Expanded newborn metabolic screening techniques involving tandem mass spectrometry include propionic acidemia among the several organic acidemias that pose an immediate threat to the survival of the neonate.

A basic metabolic panel is indicated in propionyl coenzyme A (CoA) carboxylase deficiency (ie, propionic acidemia). Serum electrolyte measurement is important. A child who is feeding poorly and vomits may have significant electrolyte abnormalities. Accumulation of free organic acids (anions) significantly increases the anion gap (see the Anion Gap calculator). Therefore, an anion gap larger than 16 mEq/L may indicate propionic acidemia. On rare occasions, affected babies do not present with an increased anion gap.

Because free propionic acid is known to suppress bone marrow, assessing the status of circulating elements, including platelets, is important.

Specific gravity, obtained through a routine urinalysis, is important in assessing the degree of dehydration. The presence of ketones in association with an anion gap (as mentioned above) is strongly suggestive of ketoacidosis. A low urine pH lends additional weight to this suspicion.

Obtaining blood ammonia levels is important in the assessment of the overall metabolic status of the patient, as well as to help in determination of causes for mental status changes. Blood ammonia levels are often secondarily elevated.

Obtaining plasma lactate levels is helpful in the determination of the causes for an observed anion gap.
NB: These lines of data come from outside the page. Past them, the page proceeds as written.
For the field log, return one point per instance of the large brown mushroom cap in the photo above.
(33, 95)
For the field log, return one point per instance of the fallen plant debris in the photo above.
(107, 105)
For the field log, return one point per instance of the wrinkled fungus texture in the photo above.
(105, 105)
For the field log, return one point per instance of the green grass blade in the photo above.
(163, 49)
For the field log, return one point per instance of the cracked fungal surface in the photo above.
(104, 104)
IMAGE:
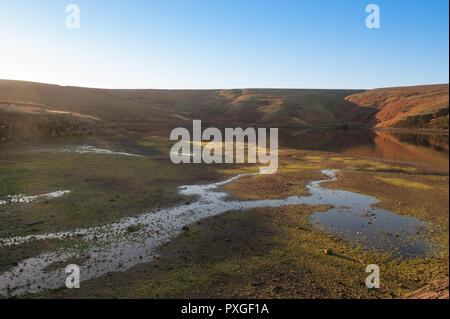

Lactate levels are often elevated but are not sufficiently high enough to account for the increase in anion gap, which should then prompt further investigation.

Assessing the urinary organic acid levels is the definitive clinical diagnostic study. Most frequently, it demonstrates large increases in beta-hydroxy propionic acid, lactic acid, and methylcitrate excretion levels.

Leukocyte propionyl CoA carboxylase activity is the study required for definitive biochemical diagnosis and appropriate genetic counseling.

Mutation analysis has provided additional insight into the nature of the many mutations reported; at least one study suggests the need for additional investigation beyond routine analysis in the identification of several subtle genomic abnormalities in PCCA mutational analysis. [16, 17]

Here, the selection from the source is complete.